My theory at this point is that Stirling's goal with the Emberverse is to develop the ultimate Swashbuckling Adventure setting, where he can mash up whatever cultures and literary characters he feels like. Hence we get odd pockets of survivors who have painstakingly reconstructed Anglo-Saxon Britain or whatnot.
-- the author has stated several times on facebook and elsewhere that the Emberverse is "my Hyborian Age", which seems fair enough.
The Peshawar Lancers is of course an open and affectionate homage to the exuberant adventure fiction of the classic pulp "Oriental Adventure" stories, from Harold Lamb and Talbot Mundy on down, with a nod to Kipling along the way, especially to
Kim. (He did an introduction to a volume of the University of Nebraska Press collection of Lamb's Cossack stories.) I'd say there's influence from Sienkiewicz et. al. too.
With the caveat that Howard was attempting to put "genuine" medieval Europeans, Renaissance-era Turks, ancient Egyptians, quasi-Iroquois Picts and so forth all in the same setting; which is sorta cool, and not altogether different from what Tolkien did with Middle Earth; where you have Anglo-Gothic Rohirrim, 19th-century English yokel Hobbits, late-medieval-European Gondor, and Saracenic "Corsairs of Umbar" plus Treasure-Island style primitive Woodwoses, and many more.
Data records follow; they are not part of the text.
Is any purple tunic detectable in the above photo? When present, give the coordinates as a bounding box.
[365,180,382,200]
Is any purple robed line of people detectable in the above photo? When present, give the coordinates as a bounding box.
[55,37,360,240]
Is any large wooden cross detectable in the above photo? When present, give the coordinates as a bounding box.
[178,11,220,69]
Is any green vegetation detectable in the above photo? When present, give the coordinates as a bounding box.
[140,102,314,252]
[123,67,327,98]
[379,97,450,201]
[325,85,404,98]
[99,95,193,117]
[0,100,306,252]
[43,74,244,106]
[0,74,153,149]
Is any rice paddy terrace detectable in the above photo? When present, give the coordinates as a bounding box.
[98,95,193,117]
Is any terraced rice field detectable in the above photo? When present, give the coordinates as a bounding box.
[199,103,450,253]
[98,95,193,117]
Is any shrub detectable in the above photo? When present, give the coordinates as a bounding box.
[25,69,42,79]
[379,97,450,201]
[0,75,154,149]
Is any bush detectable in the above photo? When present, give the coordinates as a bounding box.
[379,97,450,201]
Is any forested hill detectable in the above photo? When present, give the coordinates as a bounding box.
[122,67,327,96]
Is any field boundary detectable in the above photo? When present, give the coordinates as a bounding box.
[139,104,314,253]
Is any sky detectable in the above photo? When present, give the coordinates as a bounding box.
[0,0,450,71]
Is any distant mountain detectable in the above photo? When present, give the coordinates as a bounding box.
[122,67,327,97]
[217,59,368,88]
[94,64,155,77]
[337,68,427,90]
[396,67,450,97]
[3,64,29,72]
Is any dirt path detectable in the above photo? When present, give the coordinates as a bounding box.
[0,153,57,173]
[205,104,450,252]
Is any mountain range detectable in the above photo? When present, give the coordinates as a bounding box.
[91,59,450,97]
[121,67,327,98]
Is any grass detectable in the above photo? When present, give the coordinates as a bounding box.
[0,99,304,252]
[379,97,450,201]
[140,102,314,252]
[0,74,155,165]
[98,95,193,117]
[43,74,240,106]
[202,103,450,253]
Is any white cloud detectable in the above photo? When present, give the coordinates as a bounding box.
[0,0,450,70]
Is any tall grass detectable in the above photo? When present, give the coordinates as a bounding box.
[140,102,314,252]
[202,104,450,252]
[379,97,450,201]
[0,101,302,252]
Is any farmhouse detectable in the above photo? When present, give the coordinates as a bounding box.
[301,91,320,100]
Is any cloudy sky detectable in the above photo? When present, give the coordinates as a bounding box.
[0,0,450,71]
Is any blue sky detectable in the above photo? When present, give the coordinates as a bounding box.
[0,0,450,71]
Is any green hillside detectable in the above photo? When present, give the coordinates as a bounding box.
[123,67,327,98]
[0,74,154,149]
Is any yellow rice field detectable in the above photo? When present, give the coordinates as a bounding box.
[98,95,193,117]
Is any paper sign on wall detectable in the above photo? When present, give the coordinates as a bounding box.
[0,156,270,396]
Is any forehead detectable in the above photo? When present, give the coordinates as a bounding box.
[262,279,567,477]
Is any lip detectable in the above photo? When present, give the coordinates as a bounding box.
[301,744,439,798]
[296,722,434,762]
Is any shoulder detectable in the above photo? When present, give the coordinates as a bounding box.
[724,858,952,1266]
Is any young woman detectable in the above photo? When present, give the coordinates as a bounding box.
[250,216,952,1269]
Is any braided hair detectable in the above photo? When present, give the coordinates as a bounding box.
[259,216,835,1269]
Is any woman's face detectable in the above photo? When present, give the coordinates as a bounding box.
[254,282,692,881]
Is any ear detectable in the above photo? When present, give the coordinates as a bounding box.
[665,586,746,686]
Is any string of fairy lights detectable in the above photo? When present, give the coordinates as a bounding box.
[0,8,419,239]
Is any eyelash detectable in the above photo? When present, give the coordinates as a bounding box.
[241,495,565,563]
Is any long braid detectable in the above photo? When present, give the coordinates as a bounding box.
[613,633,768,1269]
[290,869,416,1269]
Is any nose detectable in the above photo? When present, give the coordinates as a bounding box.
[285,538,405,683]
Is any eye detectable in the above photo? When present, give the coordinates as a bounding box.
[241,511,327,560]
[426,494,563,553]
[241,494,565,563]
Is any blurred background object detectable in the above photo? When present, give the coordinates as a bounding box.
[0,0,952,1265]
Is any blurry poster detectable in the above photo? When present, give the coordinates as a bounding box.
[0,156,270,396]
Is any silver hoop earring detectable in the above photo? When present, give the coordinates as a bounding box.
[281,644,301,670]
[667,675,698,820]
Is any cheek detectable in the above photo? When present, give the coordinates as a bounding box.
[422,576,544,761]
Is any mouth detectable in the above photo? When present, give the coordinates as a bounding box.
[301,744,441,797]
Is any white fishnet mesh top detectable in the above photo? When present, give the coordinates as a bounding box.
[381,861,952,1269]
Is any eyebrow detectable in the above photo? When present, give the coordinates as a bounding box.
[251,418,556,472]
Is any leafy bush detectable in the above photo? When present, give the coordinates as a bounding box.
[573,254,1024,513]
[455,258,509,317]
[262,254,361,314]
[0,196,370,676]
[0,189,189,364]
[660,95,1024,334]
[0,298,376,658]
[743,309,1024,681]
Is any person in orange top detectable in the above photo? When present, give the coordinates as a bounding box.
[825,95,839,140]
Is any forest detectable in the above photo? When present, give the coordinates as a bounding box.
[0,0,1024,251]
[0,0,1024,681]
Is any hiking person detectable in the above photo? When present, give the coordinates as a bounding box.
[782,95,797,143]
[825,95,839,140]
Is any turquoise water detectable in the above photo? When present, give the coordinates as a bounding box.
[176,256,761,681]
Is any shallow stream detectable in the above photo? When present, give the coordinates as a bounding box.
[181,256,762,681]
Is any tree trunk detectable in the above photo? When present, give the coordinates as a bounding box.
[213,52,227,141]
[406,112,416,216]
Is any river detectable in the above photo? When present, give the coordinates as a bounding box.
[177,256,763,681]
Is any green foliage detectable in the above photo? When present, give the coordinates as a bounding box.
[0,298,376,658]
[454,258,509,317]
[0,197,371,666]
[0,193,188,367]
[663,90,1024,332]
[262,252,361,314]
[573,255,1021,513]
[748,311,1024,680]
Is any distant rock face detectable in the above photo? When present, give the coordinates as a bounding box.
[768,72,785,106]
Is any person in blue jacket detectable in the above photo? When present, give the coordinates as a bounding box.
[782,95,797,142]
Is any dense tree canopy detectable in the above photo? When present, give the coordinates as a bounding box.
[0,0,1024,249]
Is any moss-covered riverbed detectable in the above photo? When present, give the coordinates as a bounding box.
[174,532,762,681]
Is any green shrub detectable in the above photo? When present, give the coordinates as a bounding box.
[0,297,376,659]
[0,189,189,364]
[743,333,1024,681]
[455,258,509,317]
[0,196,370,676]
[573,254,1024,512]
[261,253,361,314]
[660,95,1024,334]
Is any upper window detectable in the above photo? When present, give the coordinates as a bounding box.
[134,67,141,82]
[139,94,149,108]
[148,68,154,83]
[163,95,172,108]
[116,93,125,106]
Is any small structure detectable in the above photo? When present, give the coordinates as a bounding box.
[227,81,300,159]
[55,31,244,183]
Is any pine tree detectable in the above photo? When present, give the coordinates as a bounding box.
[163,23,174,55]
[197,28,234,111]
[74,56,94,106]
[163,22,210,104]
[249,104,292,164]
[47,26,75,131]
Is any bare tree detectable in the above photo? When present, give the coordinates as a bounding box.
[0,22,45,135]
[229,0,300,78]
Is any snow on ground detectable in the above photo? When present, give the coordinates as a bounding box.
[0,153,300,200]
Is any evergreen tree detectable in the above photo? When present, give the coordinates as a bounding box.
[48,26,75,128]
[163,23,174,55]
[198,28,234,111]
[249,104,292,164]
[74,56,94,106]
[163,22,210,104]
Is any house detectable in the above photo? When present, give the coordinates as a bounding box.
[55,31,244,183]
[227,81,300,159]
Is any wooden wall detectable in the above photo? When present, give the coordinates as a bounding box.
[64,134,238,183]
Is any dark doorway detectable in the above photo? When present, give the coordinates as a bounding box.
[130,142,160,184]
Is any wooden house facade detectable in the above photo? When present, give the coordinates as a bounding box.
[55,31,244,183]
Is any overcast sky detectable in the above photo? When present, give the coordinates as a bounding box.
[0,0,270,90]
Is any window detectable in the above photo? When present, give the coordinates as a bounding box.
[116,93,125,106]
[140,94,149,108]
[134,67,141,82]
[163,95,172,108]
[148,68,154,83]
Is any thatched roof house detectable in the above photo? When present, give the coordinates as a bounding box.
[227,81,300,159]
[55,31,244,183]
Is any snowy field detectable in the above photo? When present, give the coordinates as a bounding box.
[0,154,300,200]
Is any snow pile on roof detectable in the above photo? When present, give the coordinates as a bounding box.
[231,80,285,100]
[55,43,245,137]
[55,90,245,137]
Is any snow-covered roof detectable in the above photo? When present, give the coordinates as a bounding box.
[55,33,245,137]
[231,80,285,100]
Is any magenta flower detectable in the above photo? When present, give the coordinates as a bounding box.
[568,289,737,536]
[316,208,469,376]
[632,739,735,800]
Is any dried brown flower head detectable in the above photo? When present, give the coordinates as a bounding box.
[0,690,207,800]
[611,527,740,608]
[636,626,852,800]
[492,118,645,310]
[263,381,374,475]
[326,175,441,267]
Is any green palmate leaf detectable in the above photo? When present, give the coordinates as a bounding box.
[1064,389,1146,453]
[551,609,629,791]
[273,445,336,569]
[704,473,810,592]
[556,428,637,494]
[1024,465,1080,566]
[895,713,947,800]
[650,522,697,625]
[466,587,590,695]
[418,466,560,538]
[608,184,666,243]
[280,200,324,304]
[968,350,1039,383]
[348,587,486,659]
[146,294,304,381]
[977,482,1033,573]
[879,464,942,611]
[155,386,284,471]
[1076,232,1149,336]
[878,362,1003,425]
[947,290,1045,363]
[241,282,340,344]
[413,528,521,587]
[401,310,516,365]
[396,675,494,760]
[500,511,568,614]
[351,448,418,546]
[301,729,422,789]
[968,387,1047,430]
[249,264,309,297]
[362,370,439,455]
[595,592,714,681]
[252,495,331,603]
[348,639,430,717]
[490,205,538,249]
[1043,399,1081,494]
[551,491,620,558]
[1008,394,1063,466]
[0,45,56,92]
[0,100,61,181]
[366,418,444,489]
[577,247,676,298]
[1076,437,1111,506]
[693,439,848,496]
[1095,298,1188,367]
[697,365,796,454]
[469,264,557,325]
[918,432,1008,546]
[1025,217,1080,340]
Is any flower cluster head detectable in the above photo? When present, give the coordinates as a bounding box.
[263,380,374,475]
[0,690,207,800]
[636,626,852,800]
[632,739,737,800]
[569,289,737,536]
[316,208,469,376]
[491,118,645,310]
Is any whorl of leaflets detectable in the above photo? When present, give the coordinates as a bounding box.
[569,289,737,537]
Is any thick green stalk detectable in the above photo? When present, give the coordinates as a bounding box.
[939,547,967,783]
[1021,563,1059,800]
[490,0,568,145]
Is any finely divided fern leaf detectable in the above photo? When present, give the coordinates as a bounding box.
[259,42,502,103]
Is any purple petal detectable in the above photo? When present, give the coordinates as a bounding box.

What the Emberverse does is put "reconstructed" versions of past cultures in the same setting; the descendants of SCA types "living the LARP" meeting neo-samurai whose ancestors were demented Japanese nationalist reactionaries and so forth and so on. Cowboys and Romans and pirates, oh my! In other words, they're not fake past cultures trying pass as real (fictional) ones, they're -actually fake- recreations of past cultures, themselves modeled in part on historical/fantasy fiction. A bit recursive, but fun.
Just as
The Sky People and
In the Courts of the Crimson Kings are a homage to "planetary romance" by Burroughs, Brackett and so forth. Christ, Leigh Brackett
appears as a character in the prologue to Crimson Kings, which is like,
a hint, one would think.
This seems to get some people's goat; God alone knows why, and God knows there's enough fiction of different types out there to suit anyone's taste.